European Commissioner Paolo Gentiloni.
Caisa Rasmussen’s photo

Gentiloni does not comment on the financing of the fund. He does, however, defend its necessity. “Winning the race for clean technology is a common European interest. And yes: we need common regulation and private investment. But we also need European money for projects that have a European scale.” Gentiloni knows that the discussion about this is getting complicated. But as if he wants to avoid any criticism, he emphasizes that the structure of the fund may be different from that of the corona recovery fund. “Then it was about a form of solidarity, about redistribution from stronger member states to weaker ones. But when we talk about a common goal, about our common competitiveness, it doesn’t necessarily mean that we have to redistribute again. So we must be able to agree.”

Optimistic man

Gentiloni himself admits: he is an optimistic person. Also when it comes to another discussion in Europe that also seems to be heating up: the one about reforming the budget rules. The Commission recently presented a proposal. In it, she wants to give member states more flexibility to meet the European standards of a budget deficit of no more than 3 percent and a maximum government debt of 60 percent of gross domestic product.
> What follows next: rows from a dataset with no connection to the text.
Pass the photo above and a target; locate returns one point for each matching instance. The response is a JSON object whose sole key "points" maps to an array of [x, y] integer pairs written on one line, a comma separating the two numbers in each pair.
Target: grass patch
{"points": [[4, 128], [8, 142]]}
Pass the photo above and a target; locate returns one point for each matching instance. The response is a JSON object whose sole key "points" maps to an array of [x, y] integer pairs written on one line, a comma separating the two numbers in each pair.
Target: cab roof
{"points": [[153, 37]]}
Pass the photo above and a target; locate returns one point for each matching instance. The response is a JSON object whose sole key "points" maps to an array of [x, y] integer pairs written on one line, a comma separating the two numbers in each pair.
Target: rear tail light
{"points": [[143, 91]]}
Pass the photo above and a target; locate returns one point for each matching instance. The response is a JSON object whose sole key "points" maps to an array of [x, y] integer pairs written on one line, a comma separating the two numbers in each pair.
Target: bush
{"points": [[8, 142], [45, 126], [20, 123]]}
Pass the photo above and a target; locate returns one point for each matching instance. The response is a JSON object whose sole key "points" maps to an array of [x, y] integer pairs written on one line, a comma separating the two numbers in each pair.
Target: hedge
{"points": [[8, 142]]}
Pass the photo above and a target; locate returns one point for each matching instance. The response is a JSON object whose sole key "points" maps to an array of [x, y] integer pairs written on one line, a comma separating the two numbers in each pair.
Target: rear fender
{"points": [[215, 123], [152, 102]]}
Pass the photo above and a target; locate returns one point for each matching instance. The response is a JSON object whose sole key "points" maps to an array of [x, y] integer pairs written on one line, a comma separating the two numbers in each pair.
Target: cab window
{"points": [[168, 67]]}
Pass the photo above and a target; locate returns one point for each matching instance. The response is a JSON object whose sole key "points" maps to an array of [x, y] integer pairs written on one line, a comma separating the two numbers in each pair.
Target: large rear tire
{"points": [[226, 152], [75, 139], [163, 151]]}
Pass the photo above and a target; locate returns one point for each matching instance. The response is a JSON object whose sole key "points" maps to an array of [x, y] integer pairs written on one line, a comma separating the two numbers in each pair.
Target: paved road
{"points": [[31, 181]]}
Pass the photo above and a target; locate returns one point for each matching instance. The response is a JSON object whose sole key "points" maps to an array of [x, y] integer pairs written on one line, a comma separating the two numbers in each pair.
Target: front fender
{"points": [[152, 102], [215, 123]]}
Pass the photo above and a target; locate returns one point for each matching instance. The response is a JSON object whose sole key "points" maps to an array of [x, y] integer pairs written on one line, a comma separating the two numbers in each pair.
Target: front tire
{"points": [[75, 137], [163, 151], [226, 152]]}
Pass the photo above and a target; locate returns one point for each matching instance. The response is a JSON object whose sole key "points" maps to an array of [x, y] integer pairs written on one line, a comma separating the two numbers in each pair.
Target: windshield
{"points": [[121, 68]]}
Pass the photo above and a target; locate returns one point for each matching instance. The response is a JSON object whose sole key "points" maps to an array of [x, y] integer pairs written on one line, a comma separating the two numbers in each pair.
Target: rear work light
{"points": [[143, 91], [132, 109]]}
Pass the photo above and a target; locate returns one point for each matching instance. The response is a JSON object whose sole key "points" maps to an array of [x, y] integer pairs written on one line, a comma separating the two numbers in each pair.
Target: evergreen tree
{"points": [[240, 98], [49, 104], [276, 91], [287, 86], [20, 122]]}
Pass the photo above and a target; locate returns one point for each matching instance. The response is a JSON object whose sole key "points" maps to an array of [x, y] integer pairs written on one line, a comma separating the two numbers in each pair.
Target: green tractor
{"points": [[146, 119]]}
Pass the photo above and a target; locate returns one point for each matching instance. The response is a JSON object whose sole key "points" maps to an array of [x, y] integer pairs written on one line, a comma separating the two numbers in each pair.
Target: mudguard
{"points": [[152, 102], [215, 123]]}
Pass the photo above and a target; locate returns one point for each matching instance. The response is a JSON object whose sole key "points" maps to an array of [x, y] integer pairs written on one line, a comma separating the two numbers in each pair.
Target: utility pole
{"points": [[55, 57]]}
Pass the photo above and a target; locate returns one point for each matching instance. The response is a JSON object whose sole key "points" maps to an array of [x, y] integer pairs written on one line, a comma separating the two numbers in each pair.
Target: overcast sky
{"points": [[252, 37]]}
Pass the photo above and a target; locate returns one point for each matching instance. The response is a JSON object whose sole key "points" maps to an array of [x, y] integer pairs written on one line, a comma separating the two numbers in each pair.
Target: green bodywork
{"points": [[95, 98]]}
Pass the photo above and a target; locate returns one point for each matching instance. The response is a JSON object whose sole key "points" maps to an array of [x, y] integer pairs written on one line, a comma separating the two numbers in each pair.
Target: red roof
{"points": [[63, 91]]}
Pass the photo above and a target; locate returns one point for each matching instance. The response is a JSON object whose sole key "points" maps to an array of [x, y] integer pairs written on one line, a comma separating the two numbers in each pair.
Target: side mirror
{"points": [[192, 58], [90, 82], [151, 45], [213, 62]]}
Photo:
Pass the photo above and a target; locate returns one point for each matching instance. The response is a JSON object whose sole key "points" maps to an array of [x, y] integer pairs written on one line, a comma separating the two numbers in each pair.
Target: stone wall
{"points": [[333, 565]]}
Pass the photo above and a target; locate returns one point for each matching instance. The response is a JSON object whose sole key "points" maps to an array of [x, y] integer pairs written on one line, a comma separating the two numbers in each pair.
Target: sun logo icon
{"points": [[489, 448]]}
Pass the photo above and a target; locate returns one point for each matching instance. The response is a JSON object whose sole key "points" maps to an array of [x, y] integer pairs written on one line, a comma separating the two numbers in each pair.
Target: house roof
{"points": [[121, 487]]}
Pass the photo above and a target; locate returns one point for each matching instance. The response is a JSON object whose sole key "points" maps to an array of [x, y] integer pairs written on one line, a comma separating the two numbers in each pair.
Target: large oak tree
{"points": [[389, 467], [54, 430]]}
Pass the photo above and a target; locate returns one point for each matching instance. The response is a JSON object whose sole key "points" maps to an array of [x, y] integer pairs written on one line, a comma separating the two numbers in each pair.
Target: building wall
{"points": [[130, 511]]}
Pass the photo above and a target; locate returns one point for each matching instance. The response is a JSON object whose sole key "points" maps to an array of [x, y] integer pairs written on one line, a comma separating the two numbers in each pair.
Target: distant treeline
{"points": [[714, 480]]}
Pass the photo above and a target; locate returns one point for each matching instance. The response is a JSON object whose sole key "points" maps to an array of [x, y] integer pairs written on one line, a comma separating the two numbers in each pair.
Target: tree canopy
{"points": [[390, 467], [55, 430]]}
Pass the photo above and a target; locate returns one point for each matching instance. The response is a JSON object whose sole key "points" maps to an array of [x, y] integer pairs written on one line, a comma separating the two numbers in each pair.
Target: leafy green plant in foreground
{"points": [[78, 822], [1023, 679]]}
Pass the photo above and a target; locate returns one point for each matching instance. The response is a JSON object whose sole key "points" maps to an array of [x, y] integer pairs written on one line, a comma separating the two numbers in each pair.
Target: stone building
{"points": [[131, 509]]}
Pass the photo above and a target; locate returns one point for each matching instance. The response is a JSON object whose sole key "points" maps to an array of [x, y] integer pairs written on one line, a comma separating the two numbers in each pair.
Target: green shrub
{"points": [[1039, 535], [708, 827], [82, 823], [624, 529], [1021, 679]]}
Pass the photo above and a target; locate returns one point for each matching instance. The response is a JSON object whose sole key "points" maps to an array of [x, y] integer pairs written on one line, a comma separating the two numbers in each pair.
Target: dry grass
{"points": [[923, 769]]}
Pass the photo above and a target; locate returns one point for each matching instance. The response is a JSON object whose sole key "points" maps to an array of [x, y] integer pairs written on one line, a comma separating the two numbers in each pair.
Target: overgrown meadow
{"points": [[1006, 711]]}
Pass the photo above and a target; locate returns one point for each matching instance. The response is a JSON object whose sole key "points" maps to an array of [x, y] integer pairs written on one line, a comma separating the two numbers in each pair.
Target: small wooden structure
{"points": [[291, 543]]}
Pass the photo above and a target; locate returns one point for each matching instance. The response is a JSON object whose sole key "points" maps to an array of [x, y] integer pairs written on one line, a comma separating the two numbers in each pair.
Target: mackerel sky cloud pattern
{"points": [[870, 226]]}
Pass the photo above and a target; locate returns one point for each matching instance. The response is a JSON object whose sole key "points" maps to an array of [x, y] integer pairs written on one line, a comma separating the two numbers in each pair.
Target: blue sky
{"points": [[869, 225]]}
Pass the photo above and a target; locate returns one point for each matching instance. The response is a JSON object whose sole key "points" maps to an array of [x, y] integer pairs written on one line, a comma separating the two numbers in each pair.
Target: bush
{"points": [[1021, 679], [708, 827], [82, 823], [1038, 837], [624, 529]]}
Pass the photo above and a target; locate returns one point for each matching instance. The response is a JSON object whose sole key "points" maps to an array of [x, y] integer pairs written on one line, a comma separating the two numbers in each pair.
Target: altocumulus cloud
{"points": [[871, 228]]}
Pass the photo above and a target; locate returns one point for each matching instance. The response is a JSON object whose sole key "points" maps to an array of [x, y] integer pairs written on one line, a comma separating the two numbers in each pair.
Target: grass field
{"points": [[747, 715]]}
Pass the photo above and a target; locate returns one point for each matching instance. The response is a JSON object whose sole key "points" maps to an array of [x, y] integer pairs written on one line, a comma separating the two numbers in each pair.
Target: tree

Criticism of the proposal has been harsh. German Finance Minister Christian Lindner is particularly fierce and demands that Member States with excessive debt reduce it by at least 1 percentage point annually. When there is so much criticism, says Gentiloni, “two conclusions are possible. In other words, the proposal was not good. In other words, the proposal was correctly balanced, so that you receive criticism from all sides, but you can reach an agreement through a joint effort. “Personally, I am fully convinced of this second approach.” Not least, says the Italian, because the alternative is for the EU to go back to enforcing the old rules. “That was not a good situation. In the end, there was broad consensus among member states that they needed to be adapted.”